Last Call: David Eddington at Boyd Satellite Gallery

It's the last weekend to catch David Eddington's "Bilgewater" at Boyd Satellite Gallery. Before it's gone, Emily Wilkerson reviews.

David Eddington, Mississippi River Gulf Outlet, 2010. Card and acrylic on perforated stainless steel. Courtesy the artist and Boyd Satellite Gallery, New Orleans.

David Eddington
Boyd Satellite Gallery
440 Julia Street
March 2–30, 2014

“Random metaphors for dominance and progress are here at my doorstep,” British-born painter David Eddington remarked in 2009. He was referencing the historic bridges of his current hometown Los Angeles but could have easily been speaking of New Orleans, where he lived from 1999 to 2001. The tensions of industrial progress that Eddington refers to and the continuing effects of its development and failure inform the works in "Bilgewater," currently on view at Boyd Satellite Gallery. Evocative of Neo Rauch’s paintings in their masterful mix of surrealist and social realist techniques, Eddington’s work blurs modern advances with chimerical memories. Layers upon layers of paint morph into realistic and abstracted imagery of machines, architectural structures past and present, water, and Southern occupations.

Demonstrating his use of painting as a tool to create a “matrix in uneven translucencies,” Eddington highlights our complicated relationship with progress. The effect is as if cobbled from a dream. In the aptly named Constantine’s Dream, 2013, a ghostly arch, tent, and skull appear among a cityscape of sorts in which the ground plane floats above water. A large pelican swoops toward the viewer, its wings spanning the painting. Two architectural structures are outlined in an intense red hue and a rich blue sky fades into the building on the right. In this otherwise muted scene and others on view here, Eddington uses pops of bright color to stress the convoluted strata of depicted realities.

A stenciled grid appropriated from a metal computer circuit diagram that appears on a building in Constantine’s Dream also makes its way on to many of the works in the exhibition, reminding us of technology’s tenacious imprint on our surroundings. In a work like Mississippi River Gulf Outlet, 2010, Eddington paints directly on to the found metal diagrams. The ridges of the diagrams are ingrained in two modest boats so that the boats adopt the markings of power and progress. In other works, Eddington physically demonstrates the effects of his subjects under scrutiny by adding water to acrylic paint. The technique creates dripping effects, which in turn become gestures of decay.

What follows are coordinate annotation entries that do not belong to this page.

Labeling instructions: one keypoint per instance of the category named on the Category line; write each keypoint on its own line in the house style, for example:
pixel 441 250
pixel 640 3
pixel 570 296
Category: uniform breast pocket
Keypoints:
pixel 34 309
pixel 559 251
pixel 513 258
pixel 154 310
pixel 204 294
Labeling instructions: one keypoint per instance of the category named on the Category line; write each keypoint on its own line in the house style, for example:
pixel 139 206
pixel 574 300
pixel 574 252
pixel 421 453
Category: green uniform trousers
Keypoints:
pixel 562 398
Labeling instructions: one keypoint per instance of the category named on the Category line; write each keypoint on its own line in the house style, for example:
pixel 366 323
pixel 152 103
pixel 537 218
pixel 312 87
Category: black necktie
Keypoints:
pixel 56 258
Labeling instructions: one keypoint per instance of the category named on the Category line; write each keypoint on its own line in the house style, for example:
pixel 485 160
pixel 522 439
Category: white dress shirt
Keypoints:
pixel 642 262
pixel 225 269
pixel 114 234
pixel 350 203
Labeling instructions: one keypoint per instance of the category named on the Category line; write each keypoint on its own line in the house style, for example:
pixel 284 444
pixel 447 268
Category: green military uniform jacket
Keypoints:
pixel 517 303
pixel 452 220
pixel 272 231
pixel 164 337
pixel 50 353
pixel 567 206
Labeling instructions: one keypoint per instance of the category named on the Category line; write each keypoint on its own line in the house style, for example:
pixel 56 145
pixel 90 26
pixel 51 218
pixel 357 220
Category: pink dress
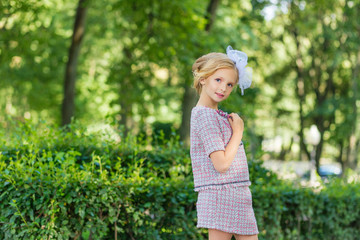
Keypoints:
pixel 224 199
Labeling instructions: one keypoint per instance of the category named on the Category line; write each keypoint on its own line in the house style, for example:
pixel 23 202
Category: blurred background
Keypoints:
pixel 127 65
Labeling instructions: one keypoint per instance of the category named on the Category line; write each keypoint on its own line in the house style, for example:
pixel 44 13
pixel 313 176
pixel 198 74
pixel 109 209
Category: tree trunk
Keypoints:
pixel 189 98
pixel 300 93
pixel 189 102
pixel 71 66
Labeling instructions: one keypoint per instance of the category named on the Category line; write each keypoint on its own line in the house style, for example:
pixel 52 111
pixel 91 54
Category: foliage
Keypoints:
pixel 63 184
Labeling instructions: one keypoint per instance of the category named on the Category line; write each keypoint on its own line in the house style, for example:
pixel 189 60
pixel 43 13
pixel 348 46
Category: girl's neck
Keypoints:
pixel 207 105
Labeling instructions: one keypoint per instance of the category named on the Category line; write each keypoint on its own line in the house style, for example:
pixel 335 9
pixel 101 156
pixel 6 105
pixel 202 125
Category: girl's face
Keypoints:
pixel 217 87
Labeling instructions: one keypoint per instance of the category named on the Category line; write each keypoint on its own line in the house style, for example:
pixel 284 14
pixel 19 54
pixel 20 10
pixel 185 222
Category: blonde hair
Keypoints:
pixel 208 64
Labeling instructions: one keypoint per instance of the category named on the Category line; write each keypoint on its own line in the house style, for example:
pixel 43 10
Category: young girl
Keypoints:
pixel 221 175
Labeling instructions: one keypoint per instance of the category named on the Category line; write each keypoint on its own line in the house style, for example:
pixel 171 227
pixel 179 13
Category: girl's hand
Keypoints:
pixel 236 123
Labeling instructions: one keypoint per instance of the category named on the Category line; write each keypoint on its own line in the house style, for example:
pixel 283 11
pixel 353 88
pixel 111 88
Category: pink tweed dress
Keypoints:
pixel 224 199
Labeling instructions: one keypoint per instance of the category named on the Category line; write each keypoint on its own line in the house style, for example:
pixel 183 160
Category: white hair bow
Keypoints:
pixel 240 60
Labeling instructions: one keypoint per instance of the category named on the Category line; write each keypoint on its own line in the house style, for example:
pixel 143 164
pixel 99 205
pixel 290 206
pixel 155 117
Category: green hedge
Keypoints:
pixel 58 184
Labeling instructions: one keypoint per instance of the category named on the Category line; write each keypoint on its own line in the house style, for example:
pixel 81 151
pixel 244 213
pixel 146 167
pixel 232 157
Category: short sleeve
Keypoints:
pixel 209 131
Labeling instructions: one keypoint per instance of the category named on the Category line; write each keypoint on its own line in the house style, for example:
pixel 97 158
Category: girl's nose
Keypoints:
pixel 223 87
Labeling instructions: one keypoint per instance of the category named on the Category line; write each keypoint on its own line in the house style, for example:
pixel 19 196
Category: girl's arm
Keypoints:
pixel 222 159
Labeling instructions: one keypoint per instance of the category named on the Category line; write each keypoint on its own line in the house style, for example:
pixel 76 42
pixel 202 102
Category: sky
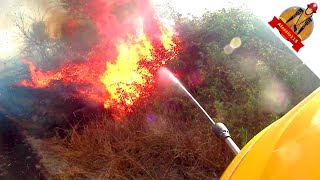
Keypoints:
pixel 265 10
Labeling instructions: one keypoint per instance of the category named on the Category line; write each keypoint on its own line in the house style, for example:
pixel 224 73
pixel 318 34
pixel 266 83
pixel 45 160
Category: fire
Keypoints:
pixel 119 83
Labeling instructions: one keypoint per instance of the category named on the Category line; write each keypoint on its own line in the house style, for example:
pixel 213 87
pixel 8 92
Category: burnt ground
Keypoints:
pixel 17 161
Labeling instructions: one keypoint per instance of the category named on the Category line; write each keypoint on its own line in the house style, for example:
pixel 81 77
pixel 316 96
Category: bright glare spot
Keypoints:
pixel 235 42
pixel 316 119
pixel 228 49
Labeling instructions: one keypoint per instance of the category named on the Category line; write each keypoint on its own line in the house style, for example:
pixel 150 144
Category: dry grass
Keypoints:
pixel 138 149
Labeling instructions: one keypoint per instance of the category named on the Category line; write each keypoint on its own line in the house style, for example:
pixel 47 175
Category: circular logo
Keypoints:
pixel 299 20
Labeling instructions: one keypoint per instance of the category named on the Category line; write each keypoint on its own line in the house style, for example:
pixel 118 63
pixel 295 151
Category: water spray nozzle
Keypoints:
pixel 221 131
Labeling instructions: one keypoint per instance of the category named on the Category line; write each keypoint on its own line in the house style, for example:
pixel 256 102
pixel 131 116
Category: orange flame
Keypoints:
pixel 122 83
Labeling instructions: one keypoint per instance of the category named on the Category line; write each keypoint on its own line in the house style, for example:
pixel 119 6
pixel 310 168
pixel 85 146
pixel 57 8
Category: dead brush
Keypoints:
pixel 136 149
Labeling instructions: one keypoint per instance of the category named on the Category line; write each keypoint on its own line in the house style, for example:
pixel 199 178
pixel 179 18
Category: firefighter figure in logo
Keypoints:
pixel 300 20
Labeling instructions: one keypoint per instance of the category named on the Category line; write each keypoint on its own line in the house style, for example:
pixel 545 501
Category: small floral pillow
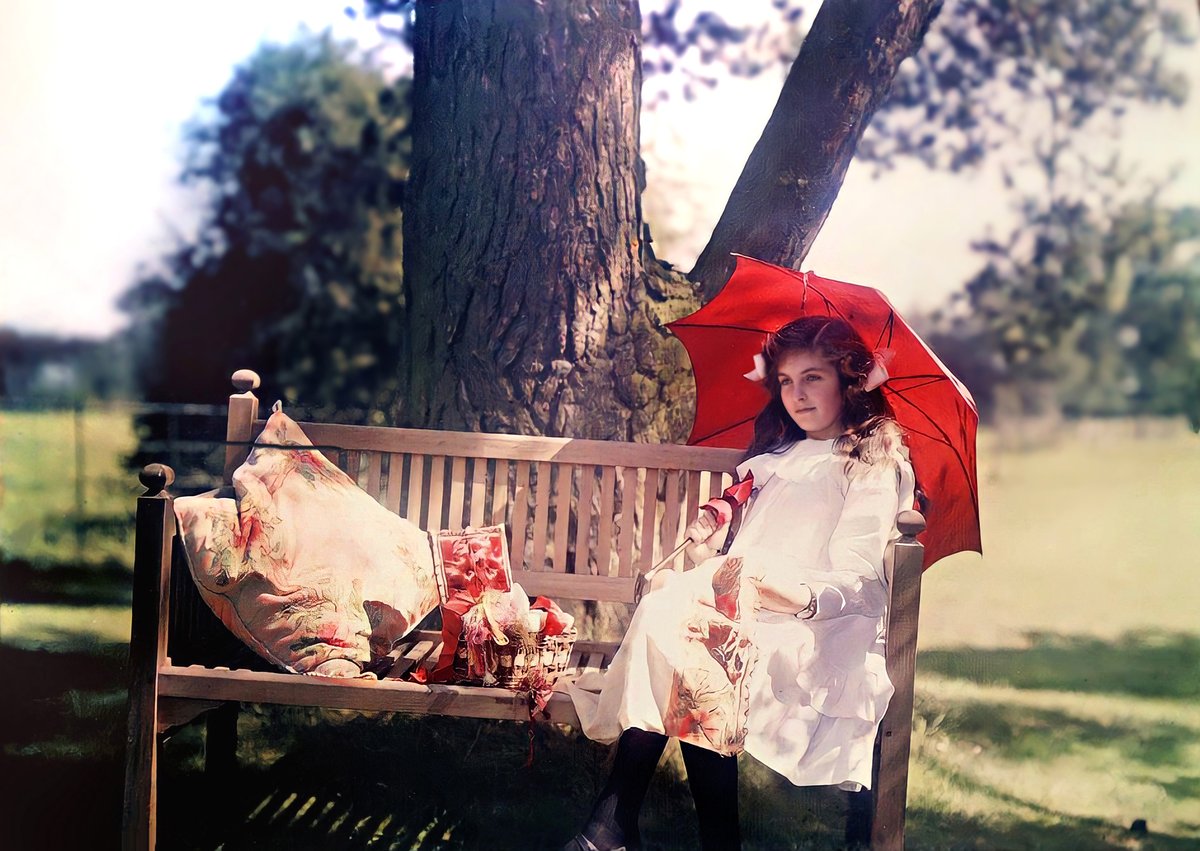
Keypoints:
pixel 301 564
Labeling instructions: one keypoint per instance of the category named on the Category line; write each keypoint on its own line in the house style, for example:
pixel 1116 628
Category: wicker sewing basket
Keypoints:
pixel 517 659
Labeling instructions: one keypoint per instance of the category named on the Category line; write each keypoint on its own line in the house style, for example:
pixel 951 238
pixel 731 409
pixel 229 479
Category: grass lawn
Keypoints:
pixel 1056 696
pixel 58 504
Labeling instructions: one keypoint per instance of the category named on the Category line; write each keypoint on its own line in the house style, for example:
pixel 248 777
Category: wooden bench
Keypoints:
pixel 586 517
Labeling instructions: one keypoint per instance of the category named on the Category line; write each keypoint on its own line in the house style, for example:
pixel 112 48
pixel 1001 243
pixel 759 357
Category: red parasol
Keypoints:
pixel 934 408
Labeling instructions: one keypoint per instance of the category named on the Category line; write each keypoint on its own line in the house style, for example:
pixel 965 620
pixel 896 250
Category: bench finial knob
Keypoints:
pixel 244 381
pixel 156 478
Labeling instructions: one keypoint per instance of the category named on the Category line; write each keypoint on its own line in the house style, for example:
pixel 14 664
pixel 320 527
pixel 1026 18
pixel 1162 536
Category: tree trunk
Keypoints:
pixel 529 307
pixel 841 76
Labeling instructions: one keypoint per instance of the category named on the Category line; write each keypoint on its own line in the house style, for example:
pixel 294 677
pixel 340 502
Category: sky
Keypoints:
pixel 95 97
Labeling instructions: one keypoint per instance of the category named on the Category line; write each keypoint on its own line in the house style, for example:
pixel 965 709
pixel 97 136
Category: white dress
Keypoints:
pixel 814 693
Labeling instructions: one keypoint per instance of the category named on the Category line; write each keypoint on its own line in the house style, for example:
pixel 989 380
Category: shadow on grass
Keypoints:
pixel 63 720
pixel 1143 664
pixel 939 831
pixel 78 585
pixel 312 779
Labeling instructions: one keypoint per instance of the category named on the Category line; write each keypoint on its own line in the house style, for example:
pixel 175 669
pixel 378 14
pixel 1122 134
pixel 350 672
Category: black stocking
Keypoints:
pixel 613 820
pixel 714 787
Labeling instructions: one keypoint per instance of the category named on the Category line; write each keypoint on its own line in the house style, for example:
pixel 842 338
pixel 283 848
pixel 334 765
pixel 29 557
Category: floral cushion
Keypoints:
pixel 301 564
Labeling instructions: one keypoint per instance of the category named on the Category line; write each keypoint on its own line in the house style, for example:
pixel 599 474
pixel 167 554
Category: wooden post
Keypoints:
pixel 148 652
pixel 895 731
pixel 240 421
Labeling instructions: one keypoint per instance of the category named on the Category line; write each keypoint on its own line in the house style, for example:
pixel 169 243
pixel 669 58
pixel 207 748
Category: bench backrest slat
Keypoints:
pixel 573 507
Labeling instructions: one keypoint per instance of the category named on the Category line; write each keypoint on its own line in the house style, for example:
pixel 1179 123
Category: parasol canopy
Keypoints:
pixel 933 407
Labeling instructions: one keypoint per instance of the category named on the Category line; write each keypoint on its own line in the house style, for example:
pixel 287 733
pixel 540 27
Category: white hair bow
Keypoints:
pixel 879 371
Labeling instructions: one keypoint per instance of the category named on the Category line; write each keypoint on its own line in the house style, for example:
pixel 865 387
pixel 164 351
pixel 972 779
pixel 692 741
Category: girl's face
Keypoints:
pixel 811 391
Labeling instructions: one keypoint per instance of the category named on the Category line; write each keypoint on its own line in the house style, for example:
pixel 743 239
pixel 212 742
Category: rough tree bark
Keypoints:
pixel 529 305
pixel 787 186
pixel 533 304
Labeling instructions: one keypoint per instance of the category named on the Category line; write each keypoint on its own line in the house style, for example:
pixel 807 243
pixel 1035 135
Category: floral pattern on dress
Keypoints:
pixel 709 700
pixel 301 564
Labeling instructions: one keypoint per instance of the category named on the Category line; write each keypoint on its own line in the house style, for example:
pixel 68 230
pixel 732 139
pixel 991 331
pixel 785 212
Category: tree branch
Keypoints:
pixel 791 179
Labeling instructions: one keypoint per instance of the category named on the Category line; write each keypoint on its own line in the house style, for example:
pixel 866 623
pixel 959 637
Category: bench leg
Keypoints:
pixel 859 817
pixel 221 742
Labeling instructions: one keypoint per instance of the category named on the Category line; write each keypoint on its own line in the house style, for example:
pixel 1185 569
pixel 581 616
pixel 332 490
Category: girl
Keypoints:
pixel 775 648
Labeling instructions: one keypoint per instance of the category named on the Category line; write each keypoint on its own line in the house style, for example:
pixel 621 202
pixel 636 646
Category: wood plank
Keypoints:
pixel 353 465
pixel 671 513
pixel 437 485
pixel 521 448
pixel 174 712
pixel 478 491
pixel 395 481
pixel 541 517
pixel 415 502
pixel 895 731
pixel 583 520
pixel 520 514
pixel 604 533
pixel 563 489
pixel 364 695
pixel 375 475
pixel 628 501
pixel 649 521
pixel 592 663
pixel 501 492
pixel 457 516
pixel 413 655
pixel 240 425
pixel 155 531
pixel 693 498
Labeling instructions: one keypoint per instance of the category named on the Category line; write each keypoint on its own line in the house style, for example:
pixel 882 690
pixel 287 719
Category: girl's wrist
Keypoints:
pixel 810 609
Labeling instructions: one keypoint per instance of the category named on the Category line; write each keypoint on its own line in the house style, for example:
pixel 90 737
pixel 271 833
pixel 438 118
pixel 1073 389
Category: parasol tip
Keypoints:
pixel 911 523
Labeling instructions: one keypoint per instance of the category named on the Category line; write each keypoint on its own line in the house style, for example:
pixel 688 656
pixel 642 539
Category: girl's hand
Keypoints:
pixel 701 529
pixel 799 604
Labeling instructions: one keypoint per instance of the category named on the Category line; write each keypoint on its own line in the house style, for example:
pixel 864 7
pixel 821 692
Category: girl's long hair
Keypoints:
pixel 871 433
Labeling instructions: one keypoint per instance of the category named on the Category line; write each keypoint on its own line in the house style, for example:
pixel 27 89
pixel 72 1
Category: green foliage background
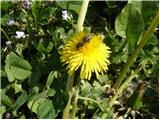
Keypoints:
pixel 33 80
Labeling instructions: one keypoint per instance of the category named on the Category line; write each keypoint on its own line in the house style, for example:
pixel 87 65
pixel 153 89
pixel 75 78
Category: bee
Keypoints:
pixel 83 41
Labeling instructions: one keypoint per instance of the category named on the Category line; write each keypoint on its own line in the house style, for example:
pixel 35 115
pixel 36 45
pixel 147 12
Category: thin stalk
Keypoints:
pixel 75 107
pixel 82 15
pixel 69 88
pixel 89 99
pixel 123 86
pixel 132 58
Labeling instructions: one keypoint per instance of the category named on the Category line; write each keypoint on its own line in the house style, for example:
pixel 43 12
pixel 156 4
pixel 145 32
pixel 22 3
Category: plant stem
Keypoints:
pixel 89 99
pixel 66 112
pixel 123 86
pixel 136 52
pixel 82 15
pixel 75 108
pixel 69 86
pixel 5 34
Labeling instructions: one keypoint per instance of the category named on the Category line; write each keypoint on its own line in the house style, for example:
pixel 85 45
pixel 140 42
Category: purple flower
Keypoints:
pixel 11 22
pixel 20 34
pixel 26 2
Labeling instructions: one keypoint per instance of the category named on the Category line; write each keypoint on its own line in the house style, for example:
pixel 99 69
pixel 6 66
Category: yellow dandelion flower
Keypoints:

Since Eddington’s last solo exhibition in New Orleans in 2000, the nature of the city and his memories of the region have clearly remained a part of his work. In "Bilgewater," visitors find themselves contemplating New Orleans’ past as a leading commercial center on the Mississippi River, while questioning the city’s future in light of current environmental uncertainties.

David Eddington, Water and Power, 2010. Acrylic on perforated stainless steel. Courtesy the artist and Boyd Satellite Gallery, New Orleans.